Human Nature never ceases to amaze me.

I don't think that I'm blind sided, or jaded. Because I still look at it from outside the box.


So my patient started hitting me one morning when I tried to get her to take a shower.
It was a monday, and her hair was greasy from not being taken care of on the weekends
(which was normally how I would find her)

With her daughter and niece upstairs playing music; I let it go.
I walked away muttering go fuck yourself under my breath.

I went upstairs to clean the much needed pile of run through clothes from the weekend.

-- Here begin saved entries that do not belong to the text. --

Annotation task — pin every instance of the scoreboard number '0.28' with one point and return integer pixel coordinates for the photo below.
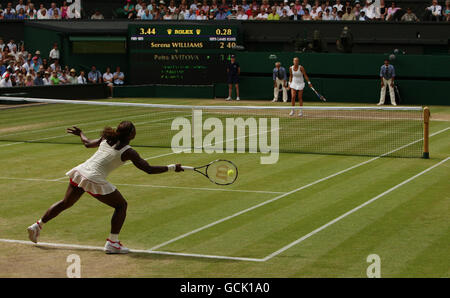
(181, 54)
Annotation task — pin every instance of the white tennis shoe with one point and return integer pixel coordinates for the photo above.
(115, 247)
(33, 232)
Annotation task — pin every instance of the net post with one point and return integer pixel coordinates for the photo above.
(426, 131)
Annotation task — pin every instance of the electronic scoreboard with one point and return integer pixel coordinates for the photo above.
(181, 54)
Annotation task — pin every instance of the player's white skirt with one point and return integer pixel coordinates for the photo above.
(92, 187)
(296, 86)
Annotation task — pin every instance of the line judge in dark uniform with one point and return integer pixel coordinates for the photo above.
(233, 71)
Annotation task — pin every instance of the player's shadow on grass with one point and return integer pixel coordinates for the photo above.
(150, 256)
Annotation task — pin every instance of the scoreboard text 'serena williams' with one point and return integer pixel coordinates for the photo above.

She climbed out the window.
To go across the street to her evil sister in laws house.

Okay :)

I let it happen.
I had enough.

My Boss asked me later that week why It happenned?
With a gruff face
"Why did his 58 year old mentally ill wife manage to get out"

"I'm exhausted.
I do everything in my power to take care of your sorry lazy ass, to raise your daughter and to manage a crazy person and you do everything in your power to work against me to douche.
That's why."

I quit.

The next week I moved out and he tried to withhold my paycheck from me.
I stress the word "tried"

Considering the circumstances, and the fact that I didn't develop a drinking problem and held this job for almost two years. Methinks I did well.

I might have quit something for the first time in my life.

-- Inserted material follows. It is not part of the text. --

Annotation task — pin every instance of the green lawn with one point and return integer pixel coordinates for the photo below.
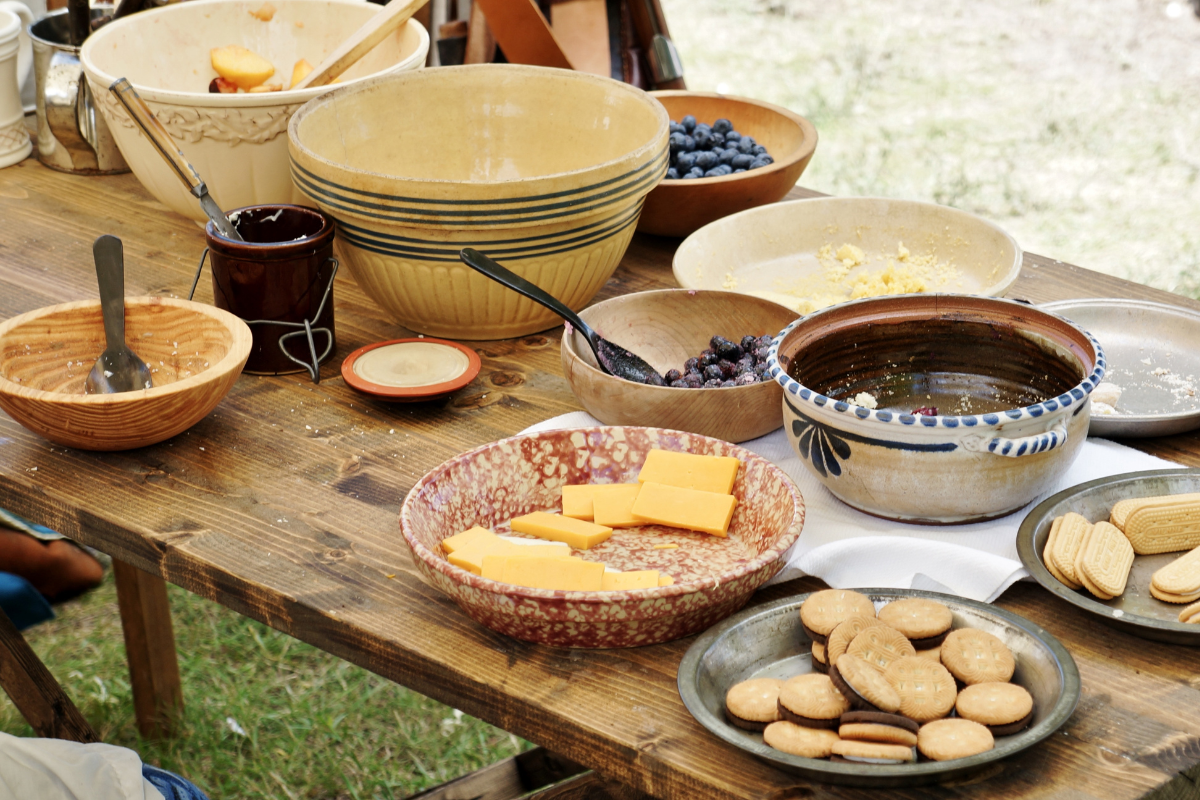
(311, 726)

But that little girl I was taking care of knows she has a big sister out there who will tell her the truth about life but give hugs no matter what.


Home. Because I clicked my heels three times.
In a weeks time I found myself the most amazing apartment,
sitting behind a river, in an old country town, next to a brewery, above an organic coffee shop.
My bedroom window has a fancy boutique sign outside.
And my roommates are good people.

Good people.

I got a job at a Buffalo Wild Wings.

Beer. Sports. Wings.
As I spout their anthem proudly ....the crew I work with is really decent.
Everyone works together, and we all do our fair share.
The management doesn't play on Team Suck. BONUS!

And As of now.....I'm happily enjoying the beginning of my life.

My turnaround point.
This was it.

I started running.
Honestly , twice a week.
Now I'm bumping it up....and I'm going to try for every day.

My hair has started growing back.
I'm losing weight again.
And I'm thoroughly happy.

----------->INSERT TOOTHY GRIN HERE<-------------

My main objective now is to find a writing job.
A writing job about survival.
Something that will push my limits physically, in a company that will give me assignments to do so.
I want to find a company where my boss sees my potential and shows me the directions I can go in to flourish with it.

I've been through beyond hell and fire mentally and emotionally.
I'm sound. I'm here. I'm alive. I'm well.

This is my next goal....
Within it. I'm writing a small excerpt about getting physically fit.
So if you're interested in reading my cynical spouts and
no so how to- more how I did
Check out my other blog. Pass it around.

If there is ever one thing I need. It's support. And my gratitude would be never ending.

I got to this point with very few people in my life who actually care about me.
Round about 2.

It's not easy. And if you have parents that love you. I suggest you give them a hug.
If you have people in your life that care for you. Give them a hug.
A smile.
Hang out with them.

Support is the greatest tool you can give someone.
It allows them to succeed in the greatest and worst of ventures because it is the knowledge that someone is not going to judge them if they should fail.

I never really had much of that.
But I'm still standing, and now stronger than before.
I'm still in the Game.
The only difference is................................................

Now I know how to play and I have my objective.